Washington, D.C. has set a goal of using renewables to meet 50% of its energy supply by 2032. Mayor Muriel Bowser has touted a 20-year agreement to purchase the entire output of a 46-megawatt wind farm in southwestern Pennsylvania as a move that will save District residents $45 million, while removing the carbon emissions of the equivalent of 18,000 cars per year.
In Chicago, Emanuel says the city is already about 40% toward meeting its 2025 goals. The city got a head start by closing its last two coal plants in 2012, and has retrofitted more than 54 million square feet of office building more energy efficient.
Emanuel has also highlighted investment into the city’s mass transit system — the Chicago is in the midst of a several billion dollar modernization of effort of the Chicago Transit Authority — as well as building bike lines and expansion of the city’s bike sharing system in making the pitch on the livability of the city when pitching large corporations to relocate.
"It would be better to have a national partner rather than fighting against the current...of an administration that is openly hostile to smart policies," Emanuel said.

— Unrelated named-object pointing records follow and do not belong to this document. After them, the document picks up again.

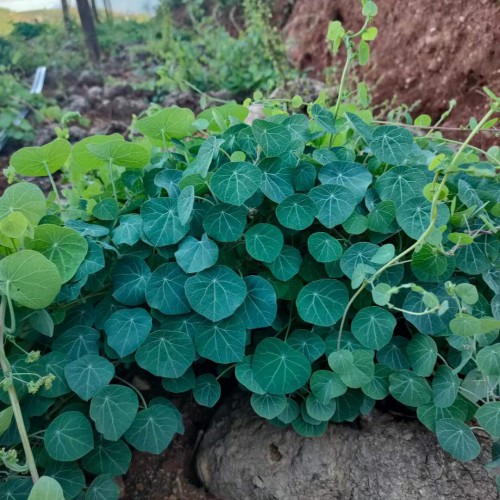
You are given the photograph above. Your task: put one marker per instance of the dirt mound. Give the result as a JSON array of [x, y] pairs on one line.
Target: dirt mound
[[428, 50]]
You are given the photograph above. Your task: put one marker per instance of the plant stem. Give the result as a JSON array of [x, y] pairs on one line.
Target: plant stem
[[345, 72], [423, 236], [52, 182], [112, 179], [16, 408]]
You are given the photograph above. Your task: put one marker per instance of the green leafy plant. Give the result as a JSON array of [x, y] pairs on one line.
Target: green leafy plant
[[325, 261]]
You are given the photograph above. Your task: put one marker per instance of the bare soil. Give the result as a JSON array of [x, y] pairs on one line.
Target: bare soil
[[426, 51]]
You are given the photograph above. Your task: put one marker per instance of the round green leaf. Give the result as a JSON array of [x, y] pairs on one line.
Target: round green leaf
[[445, 387], [88, 374], [268, 405], [264, 242], [287, 264], [488, 360], [62, 246], [161, 222], [167, 124], [324, 248], [373, 327], [422, 353], [322, 302], [222, 342], [488, 417], [215, 293], [207, 390], [25, 198], [327, 385], [414, 216], [296, 211], [153, 429], [113, 410], [103, 488], [108, 457], [278, 368], [196, 255], [166, 353], [319, 410], [244, 375], [354, 176], [260, 305], [38, 161], [130, 280], [165, 290], [68, 475], [457, 439], [69, 437], [46, 488], [234, 183], [391, 144], [127, 329], [410, 389], [308, 343], [400, 184], [185, 203], [30, 279], [334, 203]]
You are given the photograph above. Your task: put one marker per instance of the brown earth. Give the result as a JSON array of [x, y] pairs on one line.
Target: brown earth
[[427, 51]]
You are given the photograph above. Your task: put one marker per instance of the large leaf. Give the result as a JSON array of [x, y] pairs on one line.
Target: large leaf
[[234, 183], [391, 144], [264, 242], [121, 153], [130, 279], [225, 222], [113, 410], [400, 184], [373, 327], [260, 306], [324, 248], [488, 417], [62, 246], [153, 429], [278, 368], [216, 293], [69, 437], [274, 139], [322, 302], [166, 353], [165, 290], [127, 329], [29, 279], [354, 176], [457, 439], [25, 198], [39, 161], [46, 488], [196, 255], [161, 222], [414, 216], [335, 204], [88, 374], [222, 342], [410, 389], [168, 124], [296, 211]]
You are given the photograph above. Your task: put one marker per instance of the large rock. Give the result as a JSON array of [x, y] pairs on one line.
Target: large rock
[[242, 457]]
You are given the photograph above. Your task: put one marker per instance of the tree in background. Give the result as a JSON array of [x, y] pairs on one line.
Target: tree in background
[[109, 10], [95, 12], [88, 26], [66, 17]]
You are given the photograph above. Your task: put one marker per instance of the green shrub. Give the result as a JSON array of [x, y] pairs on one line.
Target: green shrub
[[324, 262]]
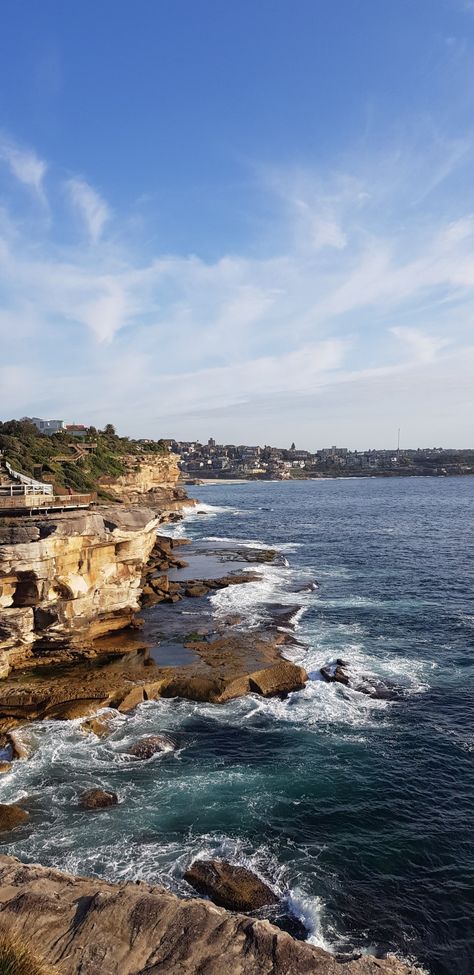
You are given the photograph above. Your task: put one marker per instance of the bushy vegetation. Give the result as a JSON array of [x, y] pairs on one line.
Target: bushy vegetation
[[16, 958], [56, 458]]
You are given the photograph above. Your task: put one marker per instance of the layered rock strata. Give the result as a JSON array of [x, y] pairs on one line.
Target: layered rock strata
[[66, 579], [86, 926], [150, 479]]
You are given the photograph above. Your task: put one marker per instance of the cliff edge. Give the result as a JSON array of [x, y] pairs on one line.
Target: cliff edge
[[68, 578], [86, 926]]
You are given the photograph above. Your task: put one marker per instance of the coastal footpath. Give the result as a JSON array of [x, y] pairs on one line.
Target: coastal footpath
[[71, 588]]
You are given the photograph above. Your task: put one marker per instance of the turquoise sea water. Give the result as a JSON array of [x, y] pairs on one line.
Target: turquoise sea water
[[358, 809]]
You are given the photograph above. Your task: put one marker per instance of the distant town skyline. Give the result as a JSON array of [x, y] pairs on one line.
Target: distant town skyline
[[250, 219]]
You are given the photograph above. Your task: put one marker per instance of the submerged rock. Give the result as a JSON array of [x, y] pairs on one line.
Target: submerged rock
[[98, 799], [149, 746], [230, 886], [282, 678], [335, 674], [196, 590], [11, 816], [101, 725]]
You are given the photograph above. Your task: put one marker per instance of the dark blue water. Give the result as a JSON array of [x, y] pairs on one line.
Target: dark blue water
[[360, 810]]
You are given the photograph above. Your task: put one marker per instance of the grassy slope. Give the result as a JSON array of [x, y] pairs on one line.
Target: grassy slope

Some environmental activists say that the mayors deserve credit for trying to pick up the slack from the Trump administration on reducing carbon emissions. But the cities’ mayors need to do more to address the disproportionate health burdens in their low-income and minority communities impacted by climate change, activists say.
The draft charter includes language nodding to such criticism and highlighting the need to include “voices that have not been traditionally a part of discussions regarding climate change.”
“This is only an opportunity if there is a true commitment on the part of cities,” said Naomi Davis, an environmental activist with the group Blacks in Green. “We have to ask, ‘Is there a true commitment and what’s the evidence of it?’ So far we haven’t seen it.”